Our model, called TextRay, is illustrated in Fig. 1. We start by applying a CNN (DenseNet121 [5]) on the Lateral and PA views (separately). We removed the last fully connected layer from each CNN and concatenated their outputs (just after the average pooling layer). We then applied our own fully-connected layer resulting in $K=40$ outputs, one for each finding, followed by a sigmoid activation. Hence, our model treats each study as a “bag of findings”, reporting the confidence for each one. We used the mean of the binary cross-entropy losses as our main loss function:

$$ loss=\frac{1}{K}\sum _{k=1}^K y_k\log (p_k)+(1-y_k)\log (1-p_k) $$

where $p_k$ is the value of the k-th output unit and $y_k$ is the binary label for the k-th finding.

Our model receives two inputs of size 299$\,\times \,$299. When lateral view was unavailable, we fed the network with random noise instead. Each X-Ray image (up to 3000$\,\times \,$3000 pixels in raw format) was zero-mean-normalized, rescaled to a size of $330(1+a)$ x $330(1+b)$, and rotated c degrees. A random patch of 299$\,\times \,$299 was taken as input. For training augmentation, we sampled a, b uniformly from $\pm 0.09$ and c from $\pm 9$, randomly flipping each image horizontally. For balance, we replaced the PA view with random noise in 5% of the samples. For test we used $a=b=c=0$ and took the central patch as input, without flipping.
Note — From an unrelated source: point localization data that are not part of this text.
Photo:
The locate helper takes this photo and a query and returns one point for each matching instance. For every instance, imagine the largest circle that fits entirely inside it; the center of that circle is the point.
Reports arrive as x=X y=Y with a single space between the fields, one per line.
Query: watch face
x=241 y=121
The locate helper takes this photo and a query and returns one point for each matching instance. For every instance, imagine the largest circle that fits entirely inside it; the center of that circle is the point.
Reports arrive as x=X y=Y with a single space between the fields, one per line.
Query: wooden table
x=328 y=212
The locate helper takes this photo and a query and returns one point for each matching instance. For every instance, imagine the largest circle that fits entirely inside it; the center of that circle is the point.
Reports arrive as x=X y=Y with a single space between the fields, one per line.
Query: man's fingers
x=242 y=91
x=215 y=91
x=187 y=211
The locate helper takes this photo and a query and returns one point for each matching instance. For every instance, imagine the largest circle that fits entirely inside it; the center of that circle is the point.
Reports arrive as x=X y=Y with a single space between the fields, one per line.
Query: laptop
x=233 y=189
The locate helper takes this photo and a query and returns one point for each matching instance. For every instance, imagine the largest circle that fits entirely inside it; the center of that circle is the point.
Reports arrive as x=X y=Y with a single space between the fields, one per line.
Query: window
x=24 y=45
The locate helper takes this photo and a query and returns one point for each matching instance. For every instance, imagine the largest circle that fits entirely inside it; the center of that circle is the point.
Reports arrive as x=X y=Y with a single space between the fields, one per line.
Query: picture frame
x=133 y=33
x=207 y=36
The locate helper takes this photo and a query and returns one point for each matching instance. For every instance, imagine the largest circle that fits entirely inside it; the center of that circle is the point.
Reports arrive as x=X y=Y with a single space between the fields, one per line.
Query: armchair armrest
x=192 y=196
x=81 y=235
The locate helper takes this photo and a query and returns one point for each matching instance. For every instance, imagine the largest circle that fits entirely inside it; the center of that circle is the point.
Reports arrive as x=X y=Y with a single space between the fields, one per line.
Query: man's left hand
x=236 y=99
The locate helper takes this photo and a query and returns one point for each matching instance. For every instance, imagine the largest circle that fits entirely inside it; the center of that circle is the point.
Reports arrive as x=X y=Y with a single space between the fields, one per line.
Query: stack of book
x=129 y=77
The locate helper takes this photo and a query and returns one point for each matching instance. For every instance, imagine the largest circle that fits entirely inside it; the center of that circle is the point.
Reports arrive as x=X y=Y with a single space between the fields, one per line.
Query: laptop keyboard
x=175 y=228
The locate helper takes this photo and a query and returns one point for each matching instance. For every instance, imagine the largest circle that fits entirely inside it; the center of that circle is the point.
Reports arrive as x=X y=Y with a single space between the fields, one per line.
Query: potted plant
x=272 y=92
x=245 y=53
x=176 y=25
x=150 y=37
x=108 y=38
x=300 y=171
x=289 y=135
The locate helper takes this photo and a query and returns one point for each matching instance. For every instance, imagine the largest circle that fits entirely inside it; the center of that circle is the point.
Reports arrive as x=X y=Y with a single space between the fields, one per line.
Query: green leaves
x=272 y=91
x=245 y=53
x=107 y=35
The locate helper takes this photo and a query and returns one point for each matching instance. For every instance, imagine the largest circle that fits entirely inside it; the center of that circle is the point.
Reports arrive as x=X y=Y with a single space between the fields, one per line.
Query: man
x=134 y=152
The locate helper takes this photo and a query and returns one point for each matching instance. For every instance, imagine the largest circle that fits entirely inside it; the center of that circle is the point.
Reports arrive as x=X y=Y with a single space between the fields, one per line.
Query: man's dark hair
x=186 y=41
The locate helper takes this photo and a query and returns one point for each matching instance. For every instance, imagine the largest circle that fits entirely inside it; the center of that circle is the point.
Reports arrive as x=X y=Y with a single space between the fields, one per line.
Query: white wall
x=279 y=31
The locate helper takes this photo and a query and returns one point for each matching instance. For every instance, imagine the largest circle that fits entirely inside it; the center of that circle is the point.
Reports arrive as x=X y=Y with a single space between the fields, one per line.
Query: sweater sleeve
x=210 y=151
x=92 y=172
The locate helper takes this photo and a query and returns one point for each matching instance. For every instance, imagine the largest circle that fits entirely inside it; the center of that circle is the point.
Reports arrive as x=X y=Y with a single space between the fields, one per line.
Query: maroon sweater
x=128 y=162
We trained on two 1080Ti GPUs, putting each CNN on a different GPU. We used the built-in Keras 2.1.3 implementation of DenseNet121 over Tensorflow 1.4. We used the Adam optimizer with Keras’ default parameters, and a batch size of 32. We sorted the studies in two queues, normals and abnormals, and filled each batch with 95% abnormal studies on average. An epoch was defined as 150 batches. We started with a learning rate of 0.001 and multiplied it by 0.75 if validation loss hadn’t improved for 30 epochs. We trained for 2000 epochs.

2.2 Evaluation Sets

We chose 12 of the 40 findings and prepared evaluation sets for them, using studies from the test partition. Most sets focused on a single finding except cardiomegaly, hilar prominance, and pulmonary edema, which were lumped together as they are commonly seen in the setting of congestive heart failure. In each set, the studies were derived from two pools: pos-pool are studies that the reports indicated as positive for that finding. These studies were obtained by a manual textual search for terms indicative for each finding, independently of our sentence-tagging operation; neg-pool are randomly sampled studies, which are mostly negative for any finding (see Table 2 for the sets composition).

Each set was evaluated by three expert radiologists. In each set, the radiologist reviewed the shuffled studies and indicated the presence or absence of the relevant finding, using a web-based software operated on a desktop. The radiologists were shown both PA and Lateral view in their original resolutions.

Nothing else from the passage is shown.